Monday, April 23, 2007

The Human Cost of Farm Subsidies

We Americans like prices to be cheap, and we don't tend to look at the full cost of what we are buying. A case in point is illustrated by an article in the New York Times Magazine entitled "You Are What You Grow."

"A few years ago, an obesity researcher at the University of Washington named Adam Drewnowski ventured into the supermarket to solve a mystery. He wanted to figure out why it is that the most reliable predictor of obesity in America today is a person’s wealth. For most of history, after all, the poor have typically suffered from a shortage of calories, not a surfeit. . . .

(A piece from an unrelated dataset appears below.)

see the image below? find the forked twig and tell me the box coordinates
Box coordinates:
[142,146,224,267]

"Drewnowski gave himself a hypothetical dollar to spend, using it to purchase as many calories as he possibly could. He discovered that he could buy the most calories per dollar in the middle aisles of the supermarket, among the towering canyons of processed food and soft drink. . . . Drewnowski found that a dollar could buy 1,200 calories of cookies or potato chips but only 250 calories of carrots. Looking for something to wash down those chips, he discovered that his dollar bought 875 calories of soda but only 170 calories of orange juice.

Contrary to what one might assume, the reason for this disparity, as Michael Pollan explains in the article, is not the free market but rather government subsidies. The Farm Bill comes up for renewal every five years, but with little fanfare. It has primarily been seen as a chance for big-city congresspeople to trade a vote with a rural representative. Yes to corn subsidies, yes to a freeway project.

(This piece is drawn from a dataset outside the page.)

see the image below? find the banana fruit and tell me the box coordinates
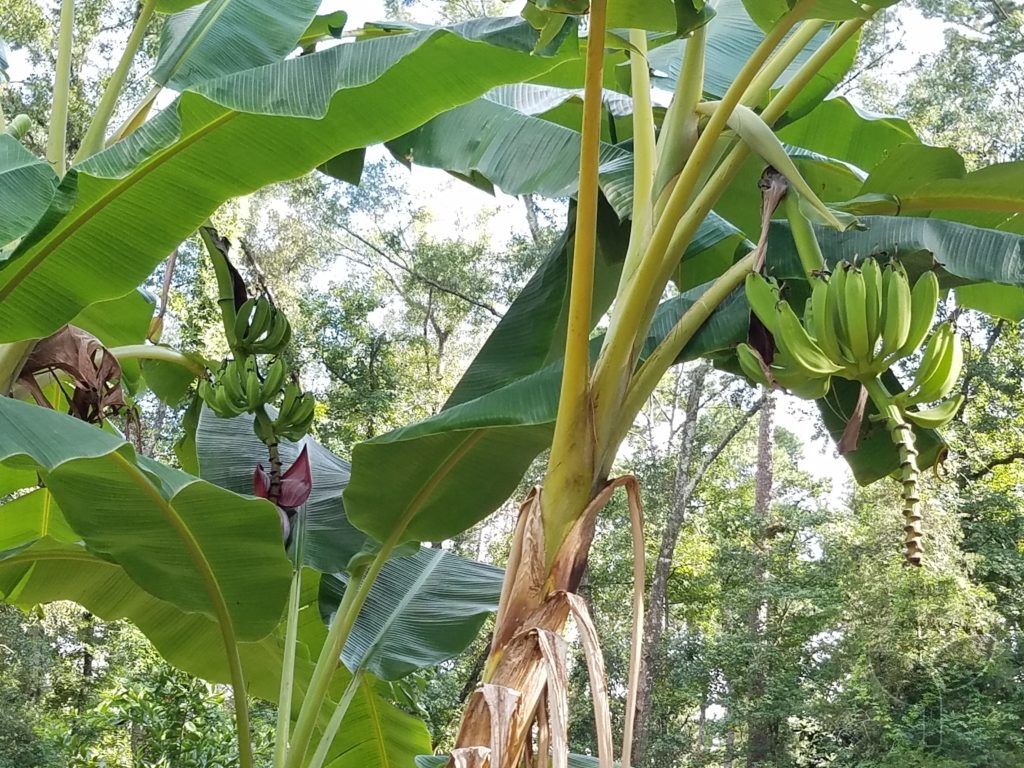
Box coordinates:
[738,257,957,567]
[274,381,316,441]
[234,296,292,356]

Pollan points out that things are a bit different this time. Public health officials realize that the obesity epidemic will not abate until farm subsidies quit making unhealthy foods unnaturally cheap. And some who watch the wave of illegal immigration realize that this problem will not subside until Mexican farmers are no longer put out of business by subsidized wheat and corn from the U.S. Even free trade hawks realize that global free trade agreements will be stalled until the issue of subsidies to U.S. and European farmers is resolved.

"Like most processed foods, the Twinkie is basically a clever arrangement of carbohydrates and fats teased out of corn, soybeans and wheat — three of the five commodity crops that the farm bill supports, to the tune of some $25 billion a year. (Rice and cotton are the others.) For the last several decades — indeed, for about as long as the American waistline has been ballooning — U.S. agricultural policy has been designed in such a way as to promote the overproduction of these five commodities, especially corn and soy.

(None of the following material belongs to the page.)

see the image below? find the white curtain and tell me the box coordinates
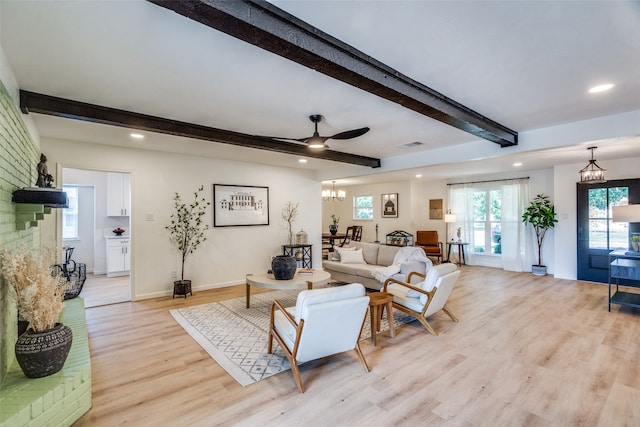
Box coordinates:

"That’s because the current farm bill helps commodity farmers by cutting them a check based on how many bushels they can grow, rather than, say, by supporting prices and limiting production, as farm bills once did. The result? A food system awash in added sugars (derived from corn) and added fats (derived mainly from soy), as well as dirt-cheap meat and milk (derived from both). By comparison, the farm bill does almost nothing to support farmers growing fresh produce. A result of these policy choices is on stark display in your supermarket, where the real price of fruits and vegetables between 1985 and 2000 increased by nearly 40 percent while the real price of soft drinks (a k a liquid corn) declined by 23 percent."

. . . .

"To speak of the farm bill’s influence on the American food system does not begin to describe its full impact — on the environment, on global poverty, even on immigration. By making it possible for American farmers to sell their crops abroad for considerably less than it costs to grow them, the farm bill helps determine the price of corn in Mexico and the price of cotton in Nigeria and therefore whether farmers in those places will survive or be forced off the land, to migrate to the cities — or to the United States. The flow of immigrants north from Mexico since Nafta is inextricably linked to the flow of American corn in the opposite direction, a flood of subsidized grain that the Mexican government estimates has thrown two million Mexican farmers and other agricultural workers off the land since the mid-90s. (More recently, the ethanol boom has led to a spike in corn prices that has left that country reeling from soaring tortilla prices; linking its corn economy to ours has been an unalloyed disaster for Mexico’s eaters as well as its farmers.) You can’t fully comprehend the pressures driving immigration without comprehending what U.S. agricultural policy is doing to rural agriculture in Mexico."

Yet any changes will no doubt be attacked as an assault on the free market. Let's begin focusing on fair trade, fair prices for farmers here and elsewhere, and healthy food for all.